6. Il résulte de ce qui précède, et sans qu'il soit besoin d'examiner l'autre moyen de la requête, que Mme A... est fondée à soutenir que c'est à tort que, par le jugement attaqué, le tribunal administratif de Nantes a rejeté sa demande.
7. Le présent arrêt implique nécessairement que le ministre de l'intérieur et des outre-mer statue de nouveau sur la demande de naturalisation présentée par Mme A.... Par suite, il y a lieu, sur le fondement des dispositions de l'article L. 911-2 du code de justice administrative, d'enjoindre au ministre de l'intérieur et des outre-mer de statuer sur cette demande dans le délai de deux mois à compter de la notification du présent arrêt. Dans les circonstances de l'espèce, il n'y a pas lieu d'assortir cette injonction d'une astreinte.
8. Mme A... a obtenu le bénéfice de l'aide juridictionnelle partielle à hauteur de 55 %. Par suite, son avocat peut se prévaloir des dispositions de l'article 37 de la loi du 10 juillet 1991. Il y a lieu, dans les circonstances de l'espèce, de mettre à la charge de l'Etat le versement de la somme de 650 euros hors taxes à Me Leudet dans les conditions fixées à l'article 37 de la loi du 10 juillet 1991.
DÉCIDE :
Article 1er : Le jugement du tribunal administratif de Nantes du 18 mars 2022 et la décision du ministre de l'intérieur du 1er juillet 2019 sont annulés.
Article 2 : Il est enjoint au ministre de l'intérieur et des outre-mer de réexaminer la demande de naturalisation F... A... dans un délai de deux mois à compter de la notification du présent arrêt.

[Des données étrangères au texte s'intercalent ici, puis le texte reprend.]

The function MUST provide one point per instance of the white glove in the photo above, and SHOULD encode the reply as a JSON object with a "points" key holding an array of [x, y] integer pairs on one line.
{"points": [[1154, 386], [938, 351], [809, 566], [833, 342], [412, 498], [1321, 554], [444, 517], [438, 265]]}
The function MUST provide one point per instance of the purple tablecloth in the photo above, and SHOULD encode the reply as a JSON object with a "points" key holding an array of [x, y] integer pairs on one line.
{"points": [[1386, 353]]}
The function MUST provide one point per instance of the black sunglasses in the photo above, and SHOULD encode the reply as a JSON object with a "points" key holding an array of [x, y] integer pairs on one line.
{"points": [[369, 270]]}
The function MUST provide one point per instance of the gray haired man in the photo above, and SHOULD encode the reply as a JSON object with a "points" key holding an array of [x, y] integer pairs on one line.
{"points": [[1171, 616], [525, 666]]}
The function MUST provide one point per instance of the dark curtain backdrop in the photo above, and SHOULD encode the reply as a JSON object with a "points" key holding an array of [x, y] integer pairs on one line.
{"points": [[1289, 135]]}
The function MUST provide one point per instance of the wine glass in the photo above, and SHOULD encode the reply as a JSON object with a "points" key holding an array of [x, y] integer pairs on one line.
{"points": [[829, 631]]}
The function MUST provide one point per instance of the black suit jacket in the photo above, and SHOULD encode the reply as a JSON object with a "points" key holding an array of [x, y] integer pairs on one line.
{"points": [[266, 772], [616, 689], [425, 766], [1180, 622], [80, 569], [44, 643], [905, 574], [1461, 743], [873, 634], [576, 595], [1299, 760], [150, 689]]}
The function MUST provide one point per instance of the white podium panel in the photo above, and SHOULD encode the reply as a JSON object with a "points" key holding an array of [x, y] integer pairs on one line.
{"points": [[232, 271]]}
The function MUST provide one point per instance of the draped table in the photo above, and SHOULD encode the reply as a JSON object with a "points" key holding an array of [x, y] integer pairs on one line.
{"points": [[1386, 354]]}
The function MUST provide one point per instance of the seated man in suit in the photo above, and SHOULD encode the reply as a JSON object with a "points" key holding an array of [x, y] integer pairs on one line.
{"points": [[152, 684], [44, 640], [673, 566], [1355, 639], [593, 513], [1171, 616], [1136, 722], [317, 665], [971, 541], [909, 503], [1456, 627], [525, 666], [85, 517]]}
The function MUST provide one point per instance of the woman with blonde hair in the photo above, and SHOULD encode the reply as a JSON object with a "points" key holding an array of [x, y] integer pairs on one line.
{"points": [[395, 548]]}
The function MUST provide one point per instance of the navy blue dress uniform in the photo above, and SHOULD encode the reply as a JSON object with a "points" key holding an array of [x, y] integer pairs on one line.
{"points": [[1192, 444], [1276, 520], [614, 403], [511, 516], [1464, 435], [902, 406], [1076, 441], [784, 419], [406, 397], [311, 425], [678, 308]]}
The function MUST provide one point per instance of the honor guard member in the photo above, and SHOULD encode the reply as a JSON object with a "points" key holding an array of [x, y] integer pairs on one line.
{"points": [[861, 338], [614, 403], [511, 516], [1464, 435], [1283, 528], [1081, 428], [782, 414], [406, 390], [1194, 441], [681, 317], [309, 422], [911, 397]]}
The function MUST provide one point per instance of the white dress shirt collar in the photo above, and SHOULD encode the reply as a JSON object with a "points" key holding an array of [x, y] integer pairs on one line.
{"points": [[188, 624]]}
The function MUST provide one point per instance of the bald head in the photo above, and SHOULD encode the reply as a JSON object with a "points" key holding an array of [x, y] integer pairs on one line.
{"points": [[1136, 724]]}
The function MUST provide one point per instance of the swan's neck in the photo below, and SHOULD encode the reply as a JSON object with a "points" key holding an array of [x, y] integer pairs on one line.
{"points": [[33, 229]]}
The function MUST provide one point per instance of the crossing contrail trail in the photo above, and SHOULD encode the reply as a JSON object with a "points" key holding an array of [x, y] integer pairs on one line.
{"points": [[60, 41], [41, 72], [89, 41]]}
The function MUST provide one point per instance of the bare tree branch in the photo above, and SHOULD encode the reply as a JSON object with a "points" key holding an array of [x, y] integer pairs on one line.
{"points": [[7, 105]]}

Article 3 : L'Etat versera à Me Leudet une somme de 650 euros hors taxes en application des dispositions du deuxième alinéa de l'article 37 de la loi du 10 juillet 1991, sous réserve que Me Leudet renonce à percevoir la somme correspondant à la part contributive de l'Etat.
Article 4 : Le surplus des conclusions de la requête est rejeté.
Article 5 : Le présent arrêt sera notifié à Mme E... A... et au ministre de l'intérieur et des outre-mer.
Délibéré après l'audience du 2 juillet 2024, à laquelle siégeaient :
- Mme Montes-Derouet, présidente,
- M. Dias, premier conseiller,
- M. Mas, premier conseiller.
Rendu public par mise à disposition au greffe le 12 juillet 2024.
Le rapporteur,
B. MASLa présidente,
I. MONTES-DEROUET
La greffière,
M. B...
La République mande et ordonne au ministre de l'intérieur et des outre-mer en ce qui le concerne, et à tous commissaires de justice à ce requis en ce qui concerne les voies de droit commun contre les parties privées, de pourvoir à l'exécution de la présente décision.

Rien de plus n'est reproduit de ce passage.